Regulatory Affairs Specialist

Swiss American CDMO Carrollton, Texas
regulatory regulatory compliance regulatory compliance insurance technical representative education manufacturing cmc production regulations management
December 4, 2022
Swiss American CDMO
Carrollton, Texas
FULL_TIME

Job Title:

Regulatory Affairs Specialist

Department:

Quality

Reports To:

Vice President of Quality, Regulatory, and Compliance

FLSA Status:

Exempt

Position Summary: The Regulatory Affairs Specialist will support regulatory activities related to Chemistry and Manufacturing (CMC) and SA Facilities changes across all Business Units and report to the Vice President of Quality, Regulatory, and Compliance. They will provide regulatory support for SA’s Contract Development and Manufacturing Operation (CDMO) sites. Responsible for supporting pre-production regulatory activities and ensuring completion of all post-production regulatory compliance.

Essential Duties and Responsibilities include the following.

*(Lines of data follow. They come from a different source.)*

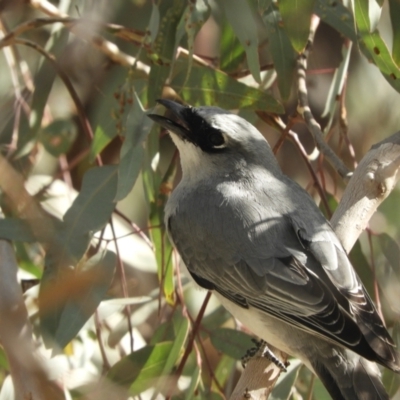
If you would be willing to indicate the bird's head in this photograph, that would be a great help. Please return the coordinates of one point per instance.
(214, 138)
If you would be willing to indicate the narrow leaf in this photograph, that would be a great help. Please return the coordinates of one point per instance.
(282, 52)
(338, 16)
(141, 369)
(57, 137)
(240, 16)
(374, 47)
(132, 151)
(207, 86)
(285, 382)
(100, 140)
(170, 12)
(394, 6)
(231, 342)
(15, 229)
(296, 16)
(96, 275)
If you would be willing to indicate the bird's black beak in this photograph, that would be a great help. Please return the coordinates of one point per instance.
(178, 112)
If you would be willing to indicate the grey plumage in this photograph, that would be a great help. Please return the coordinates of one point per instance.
(255, 238)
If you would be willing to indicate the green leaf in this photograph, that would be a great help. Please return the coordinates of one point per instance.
(241, 18)
(337, 16)
(336, 87)
(45, 76)
(374, 47)
(96, 276)
(164, 46)
(194, 17)
(16, 229)
(92, 209)
(154, 22)
(100, 140)
(141, 369)
(194, 383)
(282, 52)
(224, 370)
(391, 251)
(58, 137)
(206, 86)
(181, 329)
(362, 266)
(232, 53)
(296, 16)
(231, 342)
(285, 382)
(394, 6)
(132, 151)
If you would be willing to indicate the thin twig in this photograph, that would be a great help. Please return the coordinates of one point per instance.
(122, 277)
(305, 110)
(189, 346)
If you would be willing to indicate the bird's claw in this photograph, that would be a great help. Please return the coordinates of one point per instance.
(261, 349)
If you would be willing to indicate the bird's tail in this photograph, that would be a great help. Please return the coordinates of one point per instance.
(347, 376)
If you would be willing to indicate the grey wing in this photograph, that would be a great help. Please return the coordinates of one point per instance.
(284, 280)
(330, 255)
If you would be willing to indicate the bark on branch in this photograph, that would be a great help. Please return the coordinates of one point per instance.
(371, 183)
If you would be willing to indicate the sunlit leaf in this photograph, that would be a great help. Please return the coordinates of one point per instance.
(97, 273)
(338, 16)
(336, 88)
(241, 18)
(232, 342)
(163, 47)
(223, 370)
(207, 86)
(282, 52)
(100, 140)
(45, 76)
(362, 266)
(132, 151)
(141, 369)
(391, 251)
(296, 16)
(395, 19)
(58, 137)
(195, 15)
(232, 53)
(390, 379)
(285, 382)
(374, 47)
(15, 229)
(195, 380)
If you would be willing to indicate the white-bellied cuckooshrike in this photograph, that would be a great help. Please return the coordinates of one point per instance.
(257, 240)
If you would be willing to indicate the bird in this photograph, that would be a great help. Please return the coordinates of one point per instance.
(258, 241)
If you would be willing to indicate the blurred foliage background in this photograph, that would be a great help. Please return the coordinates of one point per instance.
(112, 315)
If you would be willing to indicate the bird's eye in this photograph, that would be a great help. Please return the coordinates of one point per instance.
(216, 140)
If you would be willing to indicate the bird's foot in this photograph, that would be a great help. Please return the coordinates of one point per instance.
(261, 349)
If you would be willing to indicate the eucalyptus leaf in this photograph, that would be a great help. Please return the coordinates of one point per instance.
(394, 6)
(93, 280)
(337, 16)
(206, 86)
(296, 16)
(58, 137)
(16, 229)
(241, 18)
(232, 342)
(141, 369)
(285, 382)
(282, 51)
(132, 151)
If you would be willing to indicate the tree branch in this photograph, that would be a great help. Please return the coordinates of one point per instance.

Other duties may be assigned.

  • Review and assess changes to global regulatory requirements and industry best practices and facilitate implementation through new or revised Quality systems processes
  • Guide cross-functional teams regarding regulatory risks and implications for strategy, product/process development, and/or post-approval change activities, and utilize technical knowledge and effectively apply regulations and guidelines to the assigned projects;
  • Responsible for working with other employees to resolve compliance issues as appropriate.
  • Responsible for coordinating regulation compliance for multiple countries.
  • Review and approve product labeling, advertising/promotional materials, etc. to assess regulatory implications.
  • Will participate in reviewing key FDA submission reports.
  • Responsible for site post-market surveillance activities
  • Responsible for Annual Review of Drug Products;
  • Responsible for Design File Management/Maintenance;
  • Responsible for site pharmacovigilance
  • Support clients with required documents for CMC (or similar) sections of regulatory submissions
  • Participate in multidisciplinary project teams with the Client
  • Responsible for regulatory input into change controls and CAPA with a limited scope to regulatory issues
  • Responsible for support, from a regulatory perspective, for external and internal audits;
  • Assists in developing procedures to ensure regulatory compliance.
  • Create or maintain technical files as necessary to obtain and sustain product approval.
  • Assist in data analysis and preparation of Management Review reports.
  • Attends and participates in meetings as required.
  • Maintains profession growth and development through seminars, workshops and profession affiliations to keep abreast of latest trends in industry.
  • Attention to detail is critical.

Qualifications:

To perform this job successfully, an individual must be able to perform each essential duty satisfactorily. The requirements listed below are representative of the knowledge, skill, and/or ability required. Reasonable accommodations may be made to enable individuals with disabilities to perform the essential functions.

Education/Experience:

Four year college or university program certificate; or three to five years related experience and/or training; or equivalent combination of education and experience.

Language Ability:

Ability to read, analyze, and interpret common scientific and technical journals, financial reports, and legal documents. Ability to respond to common inquiries or complaints from customers, regulatory agencies, or members of the business community. Ability to write speeches and articles for publication that conform to prescribed style and format.

Math Ability:

Ability to work with mathematical concepts such as probability and statistical inference, and fundamentals of plane and solid geometry and trigonometry. Ability to apply concepts such as fractions, percentages, ratios, and proportions to practical situations.

Reasoning Ability:

Ability to apply principles of logical or scientific thinking to a wide range of intellectual and practical problems. Ability to deal with nonverbal symbolism (formulas, scientific equations, graphs, musical notes, etc.,) in its most difficult phases. Ability to deal with a variety of abstract and concrete variables.

Computer Skills:

To perform this job successfully, an individual should have knowledge of Microsoft Office Business Suite and Internet software.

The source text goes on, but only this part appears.